Analysis changes data into information and information into wisdom, in accordance with the traditional pyramid model for knowledge management. Based on the attained knowledge and wisdom, you can now reach your goals or at least get closer to them.
Then, you can set new goals and continue to measure, collect, analyse and interpret data. Don’t give up. You will improve each round. Knowledge management at its best is an endless cycle of measurement, data collection, analytics, interpretation and implementation.
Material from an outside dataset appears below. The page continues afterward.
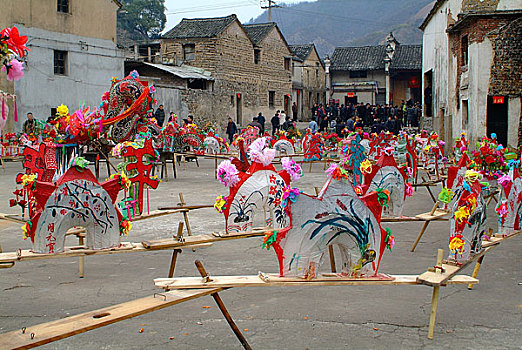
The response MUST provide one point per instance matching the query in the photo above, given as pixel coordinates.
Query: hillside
(332, 23)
Assess knowledge and verify interpretations
A picture is worth a thousand words. To help you interpret work ability data, you can mimic familiar data presentation methods, for example how stock prices or weather data is presented. It is important to see the current state of the thing you are measuring so that you can see how it is developing. If possible, it is worth enriching your measurement results with benchmark data to compare your situation with others. Statistics Finland, The Finnish Centre for Pensions, Kela - The Social Insurance Institution of Finland, the Finnish Workers' Compensation Center, the Finnish Institute of Occupational Health and, increasingly, employment pension insurance companies produce statistical data on various work ability management phenomena and offer good examples of easy-to-use graphs in their information services.
Specialists can use their experience to give information produced from data the correct perspective and do away with misinterpretations. If you have moved on to the predictive or prescriptive level, you will not need as much interpretation help from specialists. There are no quick wins. Predictive and prescriptive models are always created over time when you refine descriptive and diagnostic models together with specialists.
Sources:
- Fitz-Enz & Mattox. 2014. Predictive analytics for human resources. John Wiley & Sons.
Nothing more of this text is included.